Ab wann Asylwerber mehr zahlen, als sie kosten

Das Land Tirol ließ in einer Studie erheben, welche Kosten durch Asylwerber entstehen und wie sie ausgeglichen werden.

Eigentlich kosten Asylwerber den Staat mehr, als sie an Abgaben leisten. Von 2005 bis 2017 zahlte das Land Tirol durchschnittlich 5 Millionen Euro mehr pro Jahr, als es durch SV-Beiträge, Lohnnebenkosten und Steuern einnahm. Dass das Land auf einem Umweg aber trotzdem mehr einnimmt, zeigt eine Studie der Gesellschaft für Angewandte Wirtschaftsforschung (GAW).

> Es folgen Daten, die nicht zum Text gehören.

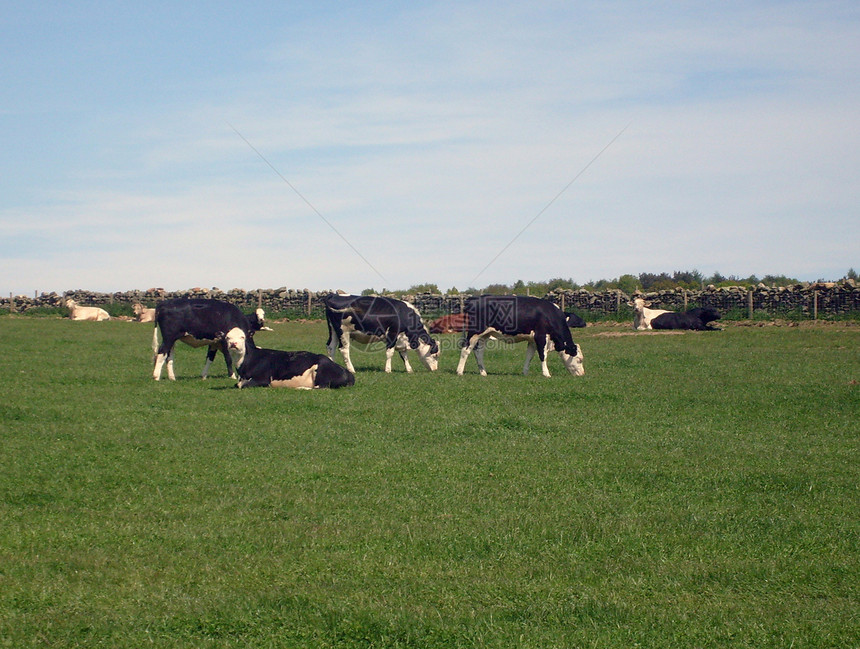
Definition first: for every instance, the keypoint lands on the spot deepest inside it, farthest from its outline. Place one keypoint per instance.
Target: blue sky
(384, 144)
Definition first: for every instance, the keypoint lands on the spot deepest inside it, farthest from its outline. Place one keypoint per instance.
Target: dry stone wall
(822, 299)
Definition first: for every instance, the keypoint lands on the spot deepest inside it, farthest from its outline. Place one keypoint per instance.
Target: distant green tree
(423, 288)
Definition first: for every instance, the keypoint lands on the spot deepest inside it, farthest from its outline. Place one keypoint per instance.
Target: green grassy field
(692, 490)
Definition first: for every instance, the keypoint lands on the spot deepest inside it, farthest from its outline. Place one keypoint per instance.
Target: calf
(642, 316)
(280, 369)
(199, 323)
(94, 313)
(143, 314)
(514, 318)
(368, 319)
(698, 319)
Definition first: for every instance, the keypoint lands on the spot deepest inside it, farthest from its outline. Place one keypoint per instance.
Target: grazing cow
(199, 323)
(280, 369)
(94, 313)
(516, 318)
(448, 324)
(698, 319)
(143, 314)
(642, 316)
(368, 319)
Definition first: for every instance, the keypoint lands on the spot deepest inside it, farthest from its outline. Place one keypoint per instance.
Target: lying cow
(143, 313)
(368, 319)
(448, 324)
(642, 315)
(698, 319)
(514, 318)
(281, 369)
(94, 313)
(573, 321)
(198, 322)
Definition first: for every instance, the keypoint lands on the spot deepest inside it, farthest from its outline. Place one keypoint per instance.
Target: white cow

Die durchschnittliche Aufenthaltsdauer von asylsuchenden und asylberechtigten Personen in Tirol beträgt 4,14 Jahre. Sie erhalten um 3.719 Euro mehr an Transfers (Grundsicherung, bedarfsorientierte Mindestsicherung, Arbeitslosengeld), als sie an Steuern und Abgaben bezahlen.

Das große Aber

Aufgrund der Asylwerber entstehen allerdings sogenannte "fiskalische Rückflüsse". Dabei handelt es sich um Sozialabgaben, Lohnnebenkosten, Einkommensteuer und Umsatzsteuer, die durch ihr Komsumverhalten entstehen. Anders ausgedrückt: Asylwerber schaffen oder sichern durchschnittlich 367 Arbeitsplätze pro Jahr – und bringen dem Land Geld in Form von zusätzlichen Steuern.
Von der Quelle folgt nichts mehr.